La séparation de la Chine communiste ne marque cependant pas la fin de l’identité chinoise de l’île. Le Kuomintang au pouvoir a durement réprimé pendant plusieurs décennies les élites taïwanaises et revendique le contrôle de toute la Chine dans ses frontières de l’empire Qing, Mongolie et région du Tuva comprise. Ce passé liant le pays à la Chine communiste explique l’ambivalence concernant l’identité de Taïwan : peuplée à 95 % par l’ethnie han, dominante en Chine, l’île a cependant été fréquemment séparée du continent.

Une cuisine insulaire qui renaît

Mais la cuisine de l’île, de plus en plus reconnue à l’étranger, constitue un des nouveaux piliers de l’identité taïwanaise. L’ascension de la cuisine de l’île a été longue : considérée comme une particularité régionale de faible prestige, la cuisine taïwanaise prend de l’ampleur après la fin de la loi martiale en 1987, avec des recettes comme les nouilles à l’anguille ou la mangue taïwanaise. Des snacks taïwanais sont servis lors de banquets présidentiels dans les années 2000, tandis que la cuisine des groupes minoritaires est mise en avant avec l’imposition progressive de la démocratie.

Ian Lee, qui gère le restaurant HoSu de Taïpei, juge que la cuisine peut augmenter les chances de résistance taïwanaise face à la Chine. Son restaurant propose par exemple une recette de poisson grillée venant du peuple Atayal, tout en servant des plats appréciés en Chine comme à Taïwan tels que la soupe de nouilles de riz Dingbiancuo.

Ces choix de plat illustrent justement le problème de la cuisine du pays : qu’est-ce qui distingue la gastronomie taïwanaise ? Les restaurants du pays s’inspirent de recettes des populations indigènes comme des populations arrivées plus tardivement sur l’île, tout en reprenant des plats issus de l’ère coloniale.
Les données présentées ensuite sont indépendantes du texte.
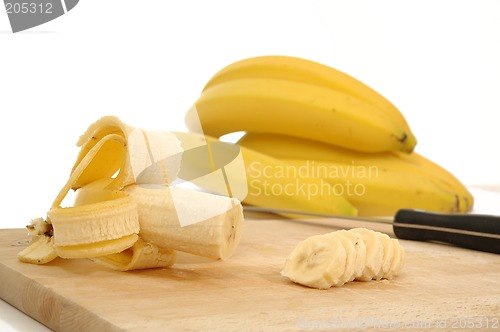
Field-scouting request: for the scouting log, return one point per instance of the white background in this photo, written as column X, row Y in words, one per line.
column 147, row 61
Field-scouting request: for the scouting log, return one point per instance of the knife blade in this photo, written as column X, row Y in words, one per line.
column 479, row 232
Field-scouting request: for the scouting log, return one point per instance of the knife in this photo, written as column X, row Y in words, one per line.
column 471, row 231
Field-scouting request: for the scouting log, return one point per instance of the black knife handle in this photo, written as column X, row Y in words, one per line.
column 471, row 231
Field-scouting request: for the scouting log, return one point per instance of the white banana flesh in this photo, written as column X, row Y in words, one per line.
column 327, row 260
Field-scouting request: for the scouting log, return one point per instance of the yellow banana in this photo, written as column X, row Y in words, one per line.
column 136, row 219
column 299, row 109
column 270, row 186
column 332, row 259
column 381, row 192
column 306, row 71
column 287, row 147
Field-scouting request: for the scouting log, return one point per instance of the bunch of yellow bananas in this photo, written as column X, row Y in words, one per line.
column 318, row 140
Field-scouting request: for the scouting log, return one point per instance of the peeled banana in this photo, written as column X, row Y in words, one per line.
column 308, row 111
column 296, row 69
column 332, row 259
column 135, row 219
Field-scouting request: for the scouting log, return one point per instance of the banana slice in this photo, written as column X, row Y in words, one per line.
column 359, row 254
column 374, row 253
column 350, row 264
column 142, row 255
column 318, row 261
column 388, row 252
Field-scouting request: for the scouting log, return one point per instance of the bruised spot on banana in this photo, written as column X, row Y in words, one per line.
column 333, row 259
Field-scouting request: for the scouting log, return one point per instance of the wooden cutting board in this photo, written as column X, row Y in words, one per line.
column 441, row 287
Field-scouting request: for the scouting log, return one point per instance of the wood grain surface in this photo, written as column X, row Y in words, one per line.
column 440, row 288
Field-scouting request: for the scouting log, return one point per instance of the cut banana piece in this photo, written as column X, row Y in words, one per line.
column 397, row 260
column 359, row 253
column 333, row 259
column 388, row 253
column 317, row 262
column 209, row 233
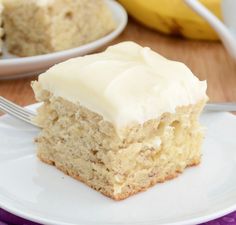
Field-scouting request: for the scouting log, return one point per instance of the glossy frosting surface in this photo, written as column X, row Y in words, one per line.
column 126, row 83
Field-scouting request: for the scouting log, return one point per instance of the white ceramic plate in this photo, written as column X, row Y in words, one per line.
column 39, row 192
column 15, row 67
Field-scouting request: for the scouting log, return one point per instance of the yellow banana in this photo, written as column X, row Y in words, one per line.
column 173, row 17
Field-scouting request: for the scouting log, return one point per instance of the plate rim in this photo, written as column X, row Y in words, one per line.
column 86, row 47
column 34, row 218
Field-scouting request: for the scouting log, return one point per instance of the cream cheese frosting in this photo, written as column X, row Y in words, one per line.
column 126, row 83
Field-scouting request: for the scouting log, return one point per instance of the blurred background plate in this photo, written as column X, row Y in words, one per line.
column 14, row 67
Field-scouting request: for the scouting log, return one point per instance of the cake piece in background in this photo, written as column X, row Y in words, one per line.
column 1, row 28
column 121, row 120
column 36, row 27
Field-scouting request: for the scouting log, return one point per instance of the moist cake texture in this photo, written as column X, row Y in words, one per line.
column 121, row 120
column 1, row 28
column 42, row 26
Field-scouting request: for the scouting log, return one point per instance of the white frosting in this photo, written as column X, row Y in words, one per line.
column 126, row 83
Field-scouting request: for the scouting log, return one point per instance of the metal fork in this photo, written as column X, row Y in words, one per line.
column 27, row 115
column 17, row 111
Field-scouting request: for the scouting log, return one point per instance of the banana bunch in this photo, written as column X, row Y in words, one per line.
column 173, row 17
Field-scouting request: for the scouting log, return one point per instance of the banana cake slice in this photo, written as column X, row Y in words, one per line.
column 121, row 120
column 36, row 27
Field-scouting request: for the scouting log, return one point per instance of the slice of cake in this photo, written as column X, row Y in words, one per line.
column 42, row 26
column 1, row 28
column 120, row 121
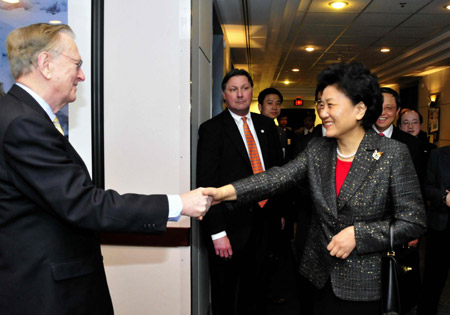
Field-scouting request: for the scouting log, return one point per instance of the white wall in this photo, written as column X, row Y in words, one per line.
column 147, row 136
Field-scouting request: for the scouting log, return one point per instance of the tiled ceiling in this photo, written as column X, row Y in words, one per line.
column 268, row 37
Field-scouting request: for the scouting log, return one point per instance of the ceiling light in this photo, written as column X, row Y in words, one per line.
column 338, row 4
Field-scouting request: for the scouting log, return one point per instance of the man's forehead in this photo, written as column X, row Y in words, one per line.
column 238, row 80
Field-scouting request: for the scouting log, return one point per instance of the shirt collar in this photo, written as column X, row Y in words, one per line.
column 40, row 101
column 387, row 132
column 238, row 118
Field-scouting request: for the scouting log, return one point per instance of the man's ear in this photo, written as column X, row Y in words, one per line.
column 43, row 64
column 361, row 109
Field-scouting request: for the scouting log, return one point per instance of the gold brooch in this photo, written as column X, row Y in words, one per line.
column 376, row 155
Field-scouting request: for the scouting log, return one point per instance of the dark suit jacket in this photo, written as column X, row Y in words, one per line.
column 223, row 158
column 50, row 212
column 415, row 150
column 437, row 181
column 375, row 192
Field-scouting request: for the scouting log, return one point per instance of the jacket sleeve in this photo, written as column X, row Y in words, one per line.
column 48, row 171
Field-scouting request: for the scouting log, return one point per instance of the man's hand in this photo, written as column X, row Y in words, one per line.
column 195, row 204
column 343, row 243
column 223, row 247
column 223, row 193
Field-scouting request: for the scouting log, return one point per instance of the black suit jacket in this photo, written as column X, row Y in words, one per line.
column 437, row 181
column 50, row 212
column 414, row 148
column 378, row 189
column 223, row 158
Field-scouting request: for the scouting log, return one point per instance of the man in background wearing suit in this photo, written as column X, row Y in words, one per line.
column 384, row 126
column 437, row 263
column 227, row 146
column 50, row 211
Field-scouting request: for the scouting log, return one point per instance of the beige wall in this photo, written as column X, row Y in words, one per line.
column 147, row 137
column 438, row 82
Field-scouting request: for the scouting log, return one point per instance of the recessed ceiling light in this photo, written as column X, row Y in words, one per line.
column 338, row 4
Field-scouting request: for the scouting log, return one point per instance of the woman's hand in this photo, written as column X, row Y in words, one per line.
column 343, row 243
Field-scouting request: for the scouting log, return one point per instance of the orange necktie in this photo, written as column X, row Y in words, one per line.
column 253, row 154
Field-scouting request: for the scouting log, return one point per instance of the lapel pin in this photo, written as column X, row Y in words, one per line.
column 376, row 155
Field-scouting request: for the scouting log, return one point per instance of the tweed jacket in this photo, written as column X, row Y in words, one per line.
column 380, row 187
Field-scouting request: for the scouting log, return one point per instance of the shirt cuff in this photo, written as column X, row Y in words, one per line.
column 218, row 235
column 175, row 207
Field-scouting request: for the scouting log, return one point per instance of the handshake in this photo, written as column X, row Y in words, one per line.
column 197, row 202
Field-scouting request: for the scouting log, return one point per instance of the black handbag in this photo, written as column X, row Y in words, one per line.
column 400, row 278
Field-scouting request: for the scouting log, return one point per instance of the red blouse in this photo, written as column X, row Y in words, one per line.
column 342, row 168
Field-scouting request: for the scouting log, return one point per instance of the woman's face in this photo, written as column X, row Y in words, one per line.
column 339, row 116
column 410, row 123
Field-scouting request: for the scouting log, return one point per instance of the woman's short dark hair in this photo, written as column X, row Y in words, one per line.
column 357, row 82
column 262, row 95
column 233, row 73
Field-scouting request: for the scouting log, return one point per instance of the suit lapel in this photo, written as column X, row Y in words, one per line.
column 261, row 133
column 232, row 130
column 327, row 162
column 362, row 164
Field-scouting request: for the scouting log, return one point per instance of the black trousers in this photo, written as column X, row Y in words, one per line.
column 238, row 284
column 326, row 303
column 437, row 265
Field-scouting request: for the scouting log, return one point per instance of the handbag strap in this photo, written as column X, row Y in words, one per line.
column 391, row 237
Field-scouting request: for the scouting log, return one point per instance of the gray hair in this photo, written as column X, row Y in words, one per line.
column 26, row 43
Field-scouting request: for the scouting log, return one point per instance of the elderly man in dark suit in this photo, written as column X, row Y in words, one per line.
column 50, row 211
column 437, row 263
column 385, row 127
column 228, row 146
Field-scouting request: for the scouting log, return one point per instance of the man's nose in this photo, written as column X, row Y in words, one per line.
column 81, row 75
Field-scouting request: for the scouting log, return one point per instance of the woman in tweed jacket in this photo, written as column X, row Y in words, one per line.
column 359, row 183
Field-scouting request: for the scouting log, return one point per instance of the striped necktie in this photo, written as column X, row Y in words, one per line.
column 58, row 125
column 253, row 154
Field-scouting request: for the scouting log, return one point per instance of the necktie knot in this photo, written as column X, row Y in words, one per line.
column 253, row 153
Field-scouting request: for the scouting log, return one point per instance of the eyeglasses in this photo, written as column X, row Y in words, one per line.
column 79, row 63
column 410, row 123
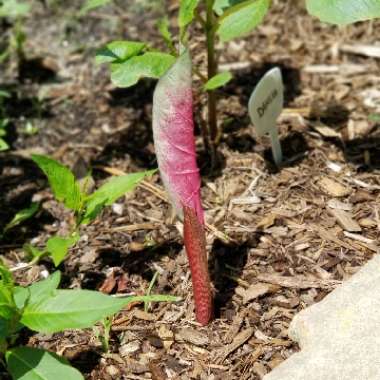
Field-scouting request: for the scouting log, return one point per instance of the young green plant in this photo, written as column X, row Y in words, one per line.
column 43, row 308
column 15, row 11
column 219, row 20
column 74, row 196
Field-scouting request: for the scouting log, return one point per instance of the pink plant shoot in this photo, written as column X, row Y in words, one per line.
column 173, row 132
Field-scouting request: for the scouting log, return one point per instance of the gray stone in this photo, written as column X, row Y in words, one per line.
column 339, row 336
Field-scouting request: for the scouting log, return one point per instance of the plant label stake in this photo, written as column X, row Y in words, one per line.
column 265, row 106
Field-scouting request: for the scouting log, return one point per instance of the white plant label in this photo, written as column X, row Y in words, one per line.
column 265, row 106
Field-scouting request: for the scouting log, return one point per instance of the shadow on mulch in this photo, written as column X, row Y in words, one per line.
column 132, row 263
column 20, row 105
column 35, row 70
column 134, row 142
column 86, row 361
column 364, row 153
column 226, row 264
column 137, row 96
column 18, row 183
column 137, row 140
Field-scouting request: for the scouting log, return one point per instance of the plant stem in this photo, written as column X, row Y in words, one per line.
column 212, row 69
column 195, row 244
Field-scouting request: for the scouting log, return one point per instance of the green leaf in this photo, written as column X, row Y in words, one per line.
column 27, row 363
column 33, row 252
column 75, row 309
column 242, row 19
column 22, row 215
column 90, row 5
column 38, row 291
column 163, row 28
column 119, row 51
column 218, row 80
column 113, row 189
column 57, row 247
column 7, row 303
column 3, row 145
column 186, row 12
column 149, row 65
column 221, row 5
column 343, row 12
column 14, row 9
column 62, row 181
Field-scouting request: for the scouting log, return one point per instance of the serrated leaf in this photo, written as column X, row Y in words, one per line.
column 14, row 9
column 75, row 309
column 343, row 12
column 27, row 363
column 90, row 5
column 62, row 181
column 242, row 19
column 148, row 65
column 108, row 193
column 119, row 51
column 221, row 5
column 186, row 12
column 22, row 215
column 38, row 291
column 218, row 80
column 57, row 247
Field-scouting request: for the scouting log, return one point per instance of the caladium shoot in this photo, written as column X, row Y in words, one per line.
column 220, row 20
column 173, row 132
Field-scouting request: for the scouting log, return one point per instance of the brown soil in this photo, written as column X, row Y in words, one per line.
column 275, row 245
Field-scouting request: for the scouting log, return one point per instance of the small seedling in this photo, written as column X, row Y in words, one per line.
column 4, row 121
column 14, row 11
column 44, row 308
column 86, row 207
column 220, row 20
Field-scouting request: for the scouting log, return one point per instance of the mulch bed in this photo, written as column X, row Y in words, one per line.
column 277, row 239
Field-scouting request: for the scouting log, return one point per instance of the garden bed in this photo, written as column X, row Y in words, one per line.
column 275, row 240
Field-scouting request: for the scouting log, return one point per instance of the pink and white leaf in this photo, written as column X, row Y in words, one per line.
column 173, row 132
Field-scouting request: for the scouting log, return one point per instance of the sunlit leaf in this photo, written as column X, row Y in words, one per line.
column 218, row 80
column 242, row 19
column 22, row 215
column 119, row 51
column 62, row 181
column 57, row 247
column 27, row 363
column 74, row 309
column 186, row 12
column 343, row 12
column 148, row 65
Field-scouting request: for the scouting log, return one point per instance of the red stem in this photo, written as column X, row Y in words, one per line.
column 195, row 244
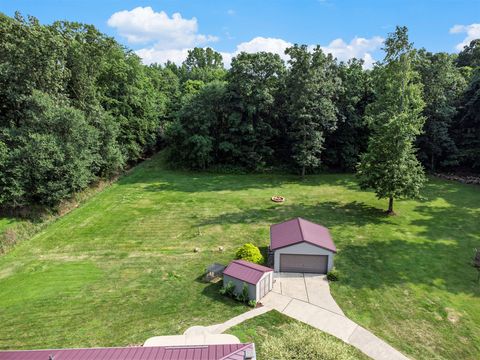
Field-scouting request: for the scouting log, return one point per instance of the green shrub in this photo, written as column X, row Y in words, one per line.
column 250, row 252
column 228, row 290
column 333, row 275
column 243, row 296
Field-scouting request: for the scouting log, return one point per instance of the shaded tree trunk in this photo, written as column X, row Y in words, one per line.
column 390, row 206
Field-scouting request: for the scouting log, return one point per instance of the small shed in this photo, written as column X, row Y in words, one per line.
column 301, row 246
column 258, row 278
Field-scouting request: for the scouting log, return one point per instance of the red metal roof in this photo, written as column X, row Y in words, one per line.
column 246, row 271
column 300, row 230
column 194, row 352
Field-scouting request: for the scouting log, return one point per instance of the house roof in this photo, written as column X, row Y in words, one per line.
column 299, row 230
column 246, row 271
column 193, row 352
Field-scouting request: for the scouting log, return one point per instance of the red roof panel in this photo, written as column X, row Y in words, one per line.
column 299, row 230
column 194, row 352
column 246, row 271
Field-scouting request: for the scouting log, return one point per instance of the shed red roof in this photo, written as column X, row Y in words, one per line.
column 246, row 271
column 300, row 230
column 195, row 352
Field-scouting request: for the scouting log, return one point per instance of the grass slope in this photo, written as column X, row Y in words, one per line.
column 276, row 336
column 121, row 267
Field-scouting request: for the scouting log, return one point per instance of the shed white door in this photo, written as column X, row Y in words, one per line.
column 304, row 263
column 264, row 285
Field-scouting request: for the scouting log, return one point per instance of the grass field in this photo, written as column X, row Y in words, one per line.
column 270, row 330
column 121, row 267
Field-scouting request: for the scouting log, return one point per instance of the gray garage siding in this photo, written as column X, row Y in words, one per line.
column 303, row 263
column 303, row 248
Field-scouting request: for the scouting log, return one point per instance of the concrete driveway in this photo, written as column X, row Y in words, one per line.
column 307, row 298
column 310, row 288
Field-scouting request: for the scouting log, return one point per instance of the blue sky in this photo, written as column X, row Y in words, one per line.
column 344, row 27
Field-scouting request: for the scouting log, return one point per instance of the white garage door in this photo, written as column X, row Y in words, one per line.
column 304, row 263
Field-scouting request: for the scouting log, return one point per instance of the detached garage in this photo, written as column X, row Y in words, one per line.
column 258, row 278
column 301, row 246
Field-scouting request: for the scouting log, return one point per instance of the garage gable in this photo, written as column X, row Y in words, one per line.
column 299, row 230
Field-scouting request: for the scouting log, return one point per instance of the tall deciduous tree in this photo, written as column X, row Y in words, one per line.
column 311, row 86
column 254, row 83
column 390, row 165
column 443, row 84
column 344, row 145
column 467, row 127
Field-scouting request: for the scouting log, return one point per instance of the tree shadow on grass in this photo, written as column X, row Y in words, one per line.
column 204, row 182
column 329, row 214
column 390, row 263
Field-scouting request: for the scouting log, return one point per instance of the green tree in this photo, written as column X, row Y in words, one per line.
column 466, row 129
column 443, row 85
column 344, row 145
column 470, row 55
column 254, row 83
column 50, row 154
column 390, row 166
column 311, row 87
column 193, row 137
column 203, row 64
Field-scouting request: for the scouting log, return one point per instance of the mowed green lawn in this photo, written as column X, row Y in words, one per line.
column 121, row 267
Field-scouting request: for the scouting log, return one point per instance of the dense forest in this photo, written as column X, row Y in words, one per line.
column 76, row 106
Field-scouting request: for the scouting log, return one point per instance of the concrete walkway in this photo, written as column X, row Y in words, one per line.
column 307, row 298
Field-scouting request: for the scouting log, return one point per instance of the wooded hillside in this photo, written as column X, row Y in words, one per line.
column 76, row 106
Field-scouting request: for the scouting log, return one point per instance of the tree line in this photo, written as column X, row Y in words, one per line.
column 76, row 106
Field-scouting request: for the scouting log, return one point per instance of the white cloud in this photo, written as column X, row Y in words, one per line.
column 360, row 48
column 472, row 31
column 170, row 38
column 143, row 25
column 152, row 55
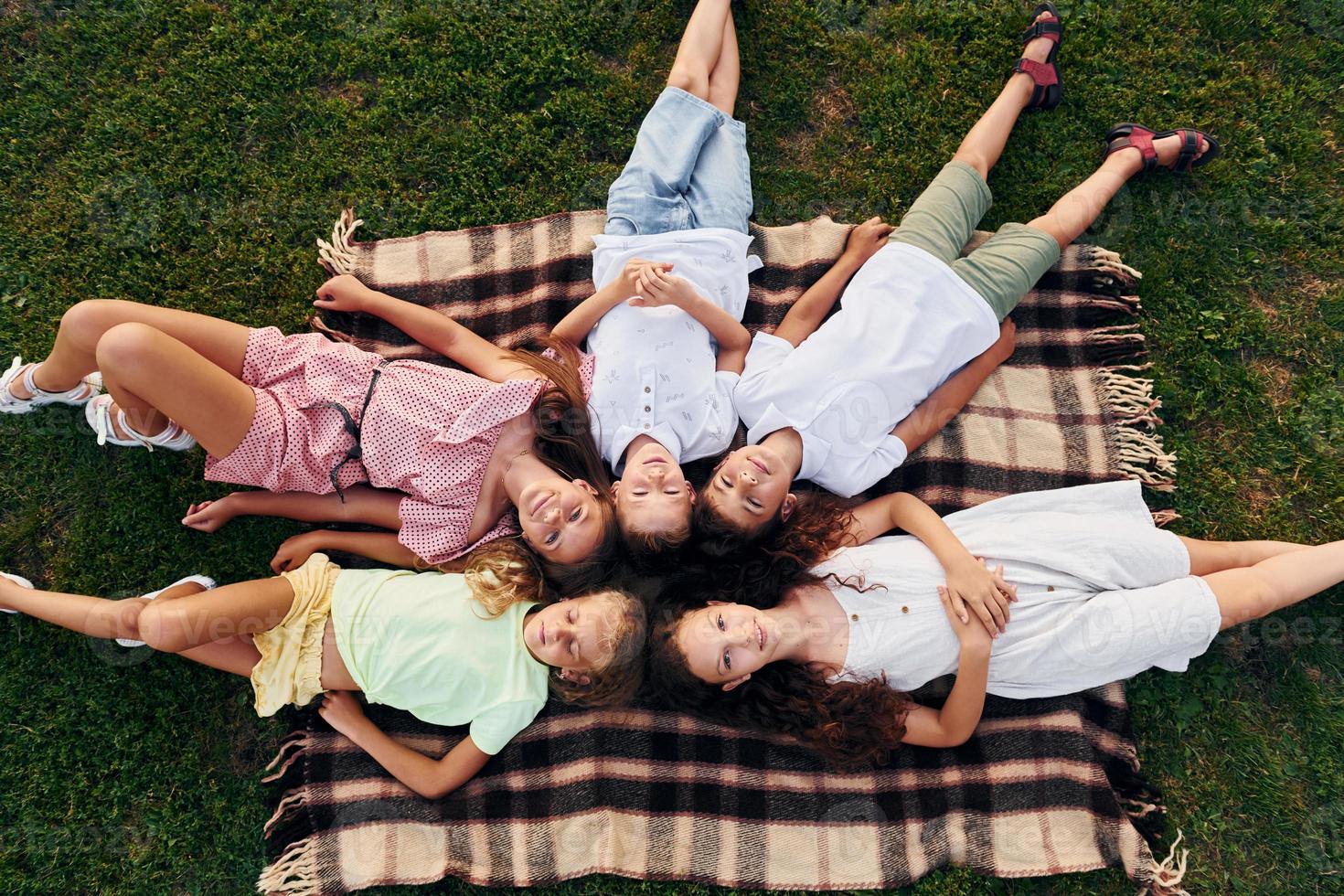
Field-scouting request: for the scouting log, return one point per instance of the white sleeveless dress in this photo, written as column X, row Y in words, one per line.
column 1103, row 595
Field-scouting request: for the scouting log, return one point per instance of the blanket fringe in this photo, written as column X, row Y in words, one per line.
column 294, row 746
column 339, row 255
column 294, row 873
column 1168, row 873
column 1104, row 260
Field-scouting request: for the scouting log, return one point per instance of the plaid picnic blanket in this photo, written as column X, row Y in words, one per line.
column 1046, row 786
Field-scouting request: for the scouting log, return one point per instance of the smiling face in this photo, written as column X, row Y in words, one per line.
column 560, row 518
column 750, row 488
column 577, row 635
column 654, row 496
column 726, row 643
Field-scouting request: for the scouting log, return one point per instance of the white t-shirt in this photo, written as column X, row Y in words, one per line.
column 656, row 366
column 906, row 323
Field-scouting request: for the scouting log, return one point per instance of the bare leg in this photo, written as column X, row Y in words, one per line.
column 151, row 374
column 174, row 624
column 1215, row 557
column 728, row 70
column 699, row 50
column 73, row 357
column 1080, row 208
column 986, row 142
column 1278, row 581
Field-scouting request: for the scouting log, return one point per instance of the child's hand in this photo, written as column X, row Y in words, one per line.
column 867, row 238
column 343, row 293
column 972, row 635
column 976, row 592
column 293, row 552
column 1007, row 341
column 210, row 516
column 659, row 288
column 342, row 710
column 637, row 266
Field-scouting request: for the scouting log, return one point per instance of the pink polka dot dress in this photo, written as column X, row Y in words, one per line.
column 429, row 432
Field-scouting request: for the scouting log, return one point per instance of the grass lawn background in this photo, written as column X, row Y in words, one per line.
column 188, row 154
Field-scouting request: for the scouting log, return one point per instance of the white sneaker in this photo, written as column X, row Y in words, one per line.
column 99, row 412
column 206, row 581
column 19, row 581
column 10, row 403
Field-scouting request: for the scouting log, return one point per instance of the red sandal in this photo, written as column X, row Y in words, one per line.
column 1129, row 134
column 1049, row 91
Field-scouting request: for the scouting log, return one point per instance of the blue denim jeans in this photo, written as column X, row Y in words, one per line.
column 688, row 169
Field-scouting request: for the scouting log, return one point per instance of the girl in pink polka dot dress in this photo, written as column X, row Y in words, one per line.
column 441, row 457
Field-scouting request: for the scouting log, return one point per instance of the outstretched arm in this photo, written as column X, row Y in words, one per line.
column 428, row 776
column 580, row 323
column 429, row 328
column 971, row 586
column 363, row 504
column 812, row 308
column 948, row 400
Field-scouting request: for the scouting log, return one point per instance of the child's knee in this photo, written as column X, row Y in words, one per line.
column 156, row 629
column 695, row 82
column 125, row 346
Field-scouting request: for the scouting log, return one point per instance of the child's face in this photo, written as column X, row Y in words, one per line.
column 577, row 635
column 560, row 518
column 749, row 488
column 654, row 496
column 725, row 643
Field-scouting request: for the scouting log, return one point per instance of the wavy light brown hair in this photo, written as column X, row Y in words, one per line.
column 565, row 443
column 755, row 570
column 504, row 572
column 851, row 724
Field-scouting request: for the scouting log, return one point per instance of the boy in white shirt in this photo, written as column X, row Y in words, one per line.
column 667, row 334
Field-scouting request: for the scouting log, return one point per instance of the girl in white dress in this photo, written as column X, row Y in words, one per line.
column 1098, row 594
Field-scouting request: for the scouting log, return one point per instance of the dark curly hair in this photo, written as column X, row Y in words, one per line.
column 851, row 724
column 757, row 570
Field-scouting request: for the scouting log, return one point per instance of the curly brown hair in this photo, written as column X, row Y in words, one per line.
column 758, row 569
column 851, row 724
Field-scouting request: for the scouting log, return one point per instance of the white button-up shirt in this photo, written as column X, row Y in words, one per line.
column 656, row 367
column 906, row 323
La soupe de miso, un vestige de l’occupation japonaise, est par exemple toujours consommée avec des nouilles froides ou des boulettes de viande, un mélange qui n’est pas répandu au Japon. Des plats typiquement chinois, comme le très épicé mapo tofu, sont également consommés, sans qu’ils ne soient considérés comme étrangers.

La synthèse culinaire des cultures

« La réinterprétation crée de nouveaux plats intégrants à la cuisine taïwanaise », explique Ching-yi Chen, une critique culinaire à Taïpei interrogée par le New York Times. Une cuisine basée sur l’héritage qui rend cependant ambivalent la position de l’île par rapport à son histoire chinoise.

Le mandarin est toujours dominant, bien que le dialecte taïwanais gagne de l’importance, alors qu’on peut manger de la cuisine traditionnelle du Sichuan dans tout Taïpei. Mais cet héritage chinois définit justement une identité taïwanaise perçue comme inclusive : l’île est une démocratie, la première d’Asie à reconnaître le mariage pour tous, et accepte son histoire.

Ces le cas du Mountain and Sea House, un restaurant de luxe ouvert en 2014, qui reprend les recettes taïwanaises viennent d’un siècle. « Nous devons aider les personnes à s’identifier à se payer pour faire émerger une identité nationale », explique de son côté Ian Lee.

Et cet art culinaire taïwanais est d’autant plus important à cultiver alors que la situation alimentaire mondiale se dégrade et que la Chine renforce ses positions en prévision d’une hypothétique invasion. Le régime communiste a mis de côté des réserves de blé pour 18 mois, sans parler d’autres aliments, tandis que le gouvernement a diffusé pour le 96ème anniversaire de son armée un documentaire mettant en avant la volonté de ses soldats de se sacrifier pour la réunification.

Face à la possibilité d’une invasion, il semble donc autant nécessaire pour Taïpei de se préparer militairement que de mettre en avant ses particularités qui en font un État distinct de la Chine, y compris dans les assiettes.